Several triumphal arches were erected in New York City for public celebrations. It’s hard to imagine that most of them were temporary, standing only for short periods of time. Perhaps it’s symbolic of New York, the agile and ever-changing metropolis, to build such grandiose structures only to be destroyed.
Three temporary arches in New York were built to celebrate George Washington’s Centennial as the first president of the United States. All were located on 5th Avenue: one – below 26th Street, another on 23rd Street, and the last one on Washington Square North. Only the latter one was rebuilt in marble form and still stands as the Washington Square Arch.
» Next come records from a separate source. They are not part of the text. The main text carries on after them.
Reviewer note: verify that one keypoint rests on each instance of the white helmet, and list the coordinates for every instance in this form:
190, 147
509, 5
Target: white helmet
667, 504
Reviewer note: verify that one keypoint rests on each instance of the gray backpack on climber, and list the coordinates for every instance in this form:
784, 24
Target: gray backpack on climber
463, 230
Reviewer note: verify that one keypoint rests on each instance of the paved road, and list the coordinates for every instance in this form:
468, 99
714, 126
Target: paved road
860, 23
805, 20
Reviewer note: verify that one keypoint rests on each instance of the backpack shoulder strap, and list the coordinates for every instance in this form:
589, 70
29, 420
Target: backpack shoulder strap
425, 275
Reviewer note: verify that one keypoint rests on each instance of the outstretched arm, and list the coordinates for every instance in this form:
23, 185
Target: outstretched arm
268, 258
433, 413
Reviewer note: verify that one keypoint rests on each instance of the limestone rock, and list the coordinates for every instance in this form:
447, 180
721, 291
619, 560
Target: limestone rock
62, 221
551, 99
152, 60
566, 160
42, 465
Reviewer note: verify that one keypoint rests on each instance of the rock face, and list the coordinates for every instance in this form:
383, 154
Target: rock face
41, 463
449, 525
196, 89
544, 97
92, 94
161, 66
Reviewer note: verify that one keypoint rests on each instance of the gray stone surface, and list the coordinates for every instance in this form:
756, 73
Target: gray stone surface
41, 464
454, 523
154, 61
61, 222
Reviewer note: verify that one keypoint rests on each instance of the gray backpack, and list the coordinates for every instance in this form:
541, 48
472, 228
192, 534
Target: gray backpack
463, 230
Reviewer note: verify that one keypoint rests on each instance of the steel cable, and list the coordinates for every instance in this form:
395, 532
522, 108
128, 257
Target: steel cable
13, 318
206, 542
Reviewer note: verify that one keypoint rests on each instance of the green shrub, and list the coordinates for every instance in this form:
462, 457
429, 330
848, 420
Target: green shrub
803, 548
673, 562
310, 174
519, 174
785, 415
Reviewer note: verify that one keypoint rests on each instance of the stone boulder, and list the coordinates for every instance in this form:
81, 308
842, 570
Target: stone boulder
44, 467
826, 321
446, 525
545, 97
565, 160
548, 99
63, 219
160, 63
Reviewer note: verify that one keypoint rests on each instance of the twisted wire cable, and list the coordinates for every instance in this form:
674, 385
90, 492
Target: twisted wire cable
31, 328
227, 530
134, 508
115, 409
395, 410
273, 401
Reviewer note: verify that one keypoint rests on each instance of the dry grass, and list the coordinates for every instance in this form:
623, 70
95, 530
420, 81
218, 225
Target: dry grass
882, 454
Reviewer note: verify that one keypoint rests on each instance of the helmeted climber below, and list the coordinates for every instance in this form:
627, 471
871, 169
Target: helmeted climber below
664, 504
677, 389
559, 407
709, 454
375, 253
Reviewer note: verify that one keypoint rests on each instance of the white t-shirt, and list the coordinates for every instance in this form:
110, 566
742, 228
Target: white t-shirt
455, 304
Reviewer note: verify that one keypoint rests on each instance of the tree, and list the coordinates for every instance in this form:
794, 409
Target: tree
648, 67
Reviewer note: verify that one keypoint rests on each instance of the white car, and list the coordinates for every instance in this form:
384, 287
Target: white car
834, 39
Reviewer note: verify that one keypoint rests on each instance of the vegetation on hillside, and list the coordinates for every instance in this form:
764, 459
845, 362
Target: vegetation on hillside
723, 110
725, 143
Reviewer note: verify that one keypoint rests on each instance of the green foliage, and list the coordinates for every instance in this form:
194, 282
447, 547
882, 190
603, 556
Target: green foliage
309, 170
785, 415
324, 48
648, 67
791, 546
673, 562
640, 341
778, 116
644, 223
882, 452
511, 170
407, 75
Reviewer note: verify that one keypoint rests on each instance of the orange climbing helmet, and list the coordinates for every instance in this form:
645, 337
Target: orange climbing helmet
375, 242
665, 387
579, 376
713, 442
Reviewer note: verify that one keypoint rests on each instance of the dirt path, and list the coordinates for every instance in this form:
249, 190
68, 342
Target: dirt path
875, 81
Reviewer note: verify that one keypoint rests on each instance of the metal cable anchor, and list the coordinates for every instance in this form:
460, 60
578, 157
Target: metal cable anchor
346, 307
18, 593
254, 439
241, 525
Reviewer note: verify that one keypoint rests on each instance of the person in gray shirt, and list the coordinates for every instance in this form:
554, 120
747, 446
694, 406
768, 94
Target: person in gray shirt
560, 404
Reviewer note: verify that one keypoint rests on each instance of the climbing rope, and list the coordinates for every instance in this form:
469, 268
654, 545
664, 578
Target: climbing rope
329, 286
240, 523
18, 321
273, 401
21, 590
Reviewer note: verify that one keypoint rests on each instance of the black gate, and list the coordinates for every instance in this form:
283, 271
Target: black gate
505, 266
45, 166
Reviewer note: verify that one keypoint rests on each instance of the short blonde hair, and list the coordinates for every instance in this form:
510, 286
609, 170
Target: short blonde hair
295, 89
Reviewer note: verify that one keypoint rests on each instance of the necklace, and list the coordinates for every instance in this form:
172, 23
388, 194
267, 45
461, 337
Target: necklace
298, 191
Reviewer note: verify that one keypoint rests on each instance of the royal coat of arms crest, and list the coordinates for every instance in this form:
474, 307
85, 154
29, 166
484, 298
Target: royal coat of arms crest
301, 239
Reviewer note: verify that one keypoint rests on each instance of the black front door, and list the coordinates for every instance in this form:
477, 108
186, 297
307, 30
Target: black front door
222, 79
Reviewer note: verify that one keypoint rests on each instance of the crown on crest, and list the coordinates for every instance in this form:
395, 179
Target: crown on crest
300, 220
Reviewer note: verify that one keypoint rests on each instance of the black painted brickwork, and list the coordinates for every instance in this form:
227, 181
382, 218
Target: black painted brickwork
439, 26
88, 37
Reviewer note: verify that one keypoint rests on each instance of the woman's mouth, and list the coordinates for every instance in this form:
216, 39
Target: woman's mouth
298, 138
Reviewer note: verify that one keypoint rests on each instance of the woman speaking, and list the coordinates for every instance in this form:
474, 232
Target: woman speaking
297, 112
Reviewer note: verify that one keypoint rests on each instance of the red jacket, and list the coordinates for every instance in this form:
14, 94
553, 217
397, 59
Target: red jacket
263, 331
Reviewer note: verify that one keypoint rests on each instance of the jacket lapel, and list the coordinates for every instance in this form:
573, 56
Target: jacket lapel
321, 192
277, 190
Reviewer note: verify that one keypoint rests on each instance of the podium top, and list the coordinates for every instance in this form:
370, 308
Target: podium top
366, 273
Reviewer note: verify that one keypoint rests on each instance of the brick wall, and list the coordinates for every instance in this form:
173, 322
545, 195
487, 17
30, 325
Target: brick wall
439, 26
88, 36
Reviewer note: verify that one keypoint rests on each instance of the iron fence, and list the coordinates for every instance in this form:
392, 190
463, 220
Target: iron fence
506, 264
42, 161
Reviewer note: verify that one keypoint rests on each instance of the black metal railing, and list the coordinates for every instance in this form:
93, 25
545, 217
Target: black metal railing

The Dewey and Victory Arches, built later, were located on 5th Ave around 24th Street. Interestingly, two of the Washington Centennial arches, the Dewey Arch, and the Victory Arch were located pretty much in the same place – the Madison Square area between 23rd and 26th Streets on 5th Avenue.
1. Washington’s Centennial Arch on Fifth Avenue at 26th Street, 1889.
2. Washington’s Centennial Arch on 5th Avenue and Washington Square North. Architect: Stanford White, 1889.
This arch proved to be very popular and was re-constructed by Stanford White in marble. It still graces Washington Square Park as the Washington Square Arch.
3. The Dewey Arch at the intersection of Fifth Avenue and Broadway at 24th Street. Architect: Charles R. Lamb, 1899.
The arch was built in 1899 for the Admiral Dewey parade in September 1899. It was destroyed in 1900.
4. The Victory Arch at the intersection of Fifth Avenue and Broadway between 24th and 25th Streets. Architect: Thomas Hastings, 1918.
The Victory Arch was built to welcome home troops returning from World War I. It was built in 1918 and destroyed in 1920.